Rules of javelin
The javelin athletes competed either in ekebolon (throwing the javelin farther away) or in stohastikon (aiming at a particular target).
Ekebolon javelin throw
This type of javelin throw took place at the Stadium, and according to several representations on pots the athlete began his attempt from a fixed point, probably the starting line of the track, before throwing the javelin. The latter had to fall within an area defined on three sides whereas if the javelin landed outside the predetermined area, the throw was invalid. The throws were noted with a small pole.
The technique of throwing was similar to the one used by the athletes today, while the only difference was in the use of the thong. First the athlete tied the thong as tightly as possible, tried it several times, and put his index and middle finger into the loop of the thong. Before beginning the run-up, he pushed the javelin back with his left hand to tighten the thong and to grip it with his right hand. Then, while holding the javelin, the athlete turned his body in the direction of the throw and started the run-up. A few steps before throwing the javelin, he pulled his right arm back, turned his body and head to the right, crossed his right foot in front of the left and drew his left arm back so that he could turn more easily. Then, slightly bending his knees, he stretched his left leg in order to stop his movement so that he didn't cross the line. From this final position he would throw the javelin as far as he could.

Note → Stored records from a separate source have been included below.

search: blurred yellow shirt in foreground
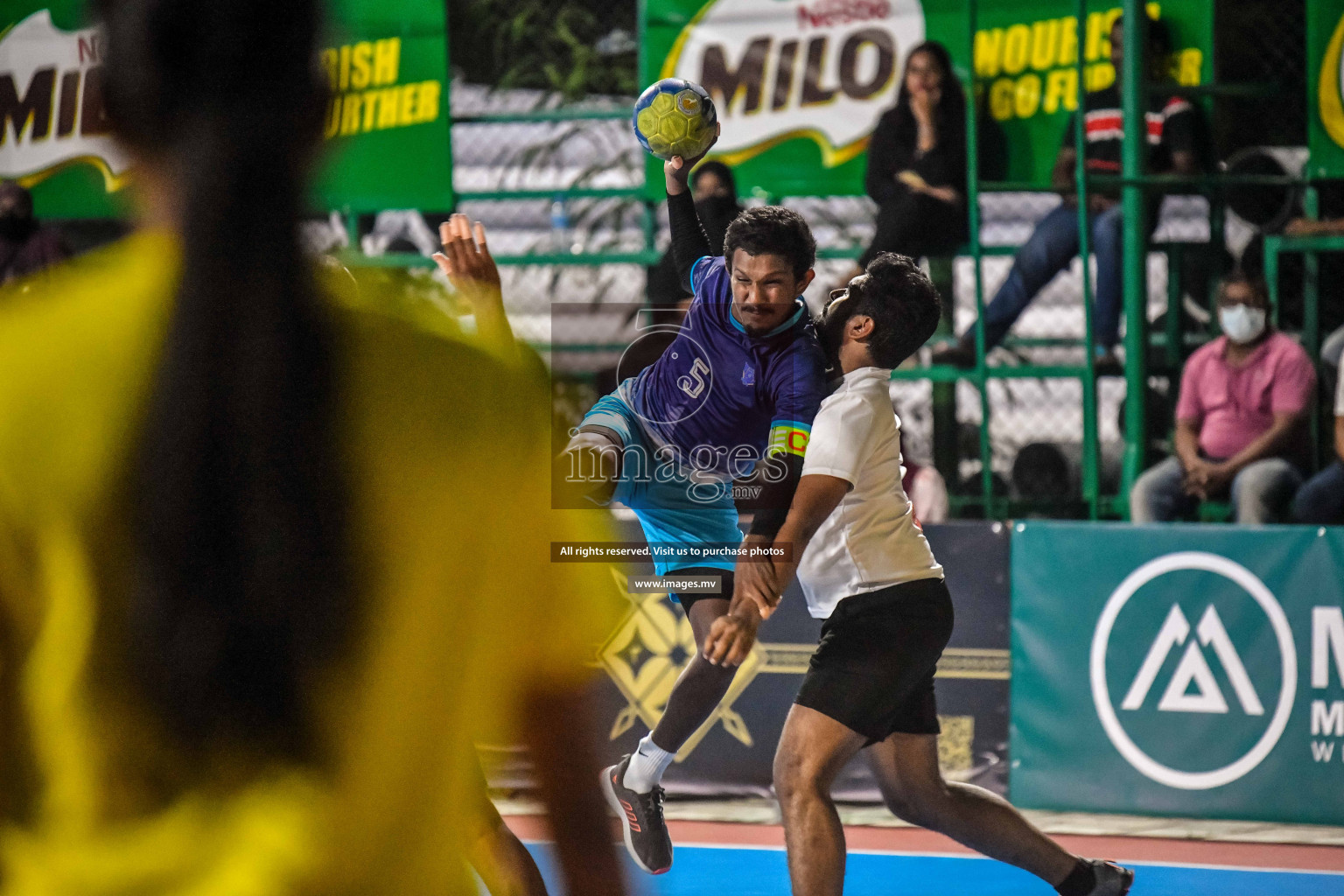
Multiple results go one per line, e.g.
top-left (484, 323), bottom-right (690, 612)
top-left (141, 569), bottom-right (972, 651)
top-left (0, 233), bottom-right (617, 896)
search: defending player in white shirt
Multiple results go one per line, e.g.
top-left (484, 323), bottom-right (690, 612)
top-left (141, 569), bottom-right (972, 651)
top-left (704, 253), bottom-right (1134, 896)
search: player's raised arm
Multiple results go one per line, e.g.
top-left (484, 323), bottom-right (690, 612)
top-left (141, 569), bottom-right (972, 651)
top-left (662, 125), bottom-right (719, 284)
top-left (434, 215), bottom-right (517, 359)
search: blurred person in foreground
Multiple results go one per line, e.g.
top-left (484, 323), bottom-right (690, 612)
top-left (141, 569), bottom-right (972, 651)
top-left (704, 254), bottom-right (1134, 896)
top-left (1129, 274), bottom-right (1316, 522)
top-left (0, 0), bottom-right (624, 896)
top-left (844, 40), bottom-right (966, 282)
top-left (1293, 376), bottom-right (1344, 525)
top-left (0, 180), bottom-right (70, 284)
top-left (933, 18), bottom-right (1203, 374)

Throwing the javelin at a target was mostly performed on horseback. In this event, the athlete had to aim his javelin at a round target, often a shield, while riding a horse. The horse's movement affected the rider's steadiness and limited the control he had over his movements. The rider should achieve complete coordination of the horse's gallop and the movement of his hand while keeping his eyes focused on the target. The stohastikon javelin throw was one of the main events of the Panathenaic and the Heraian Games.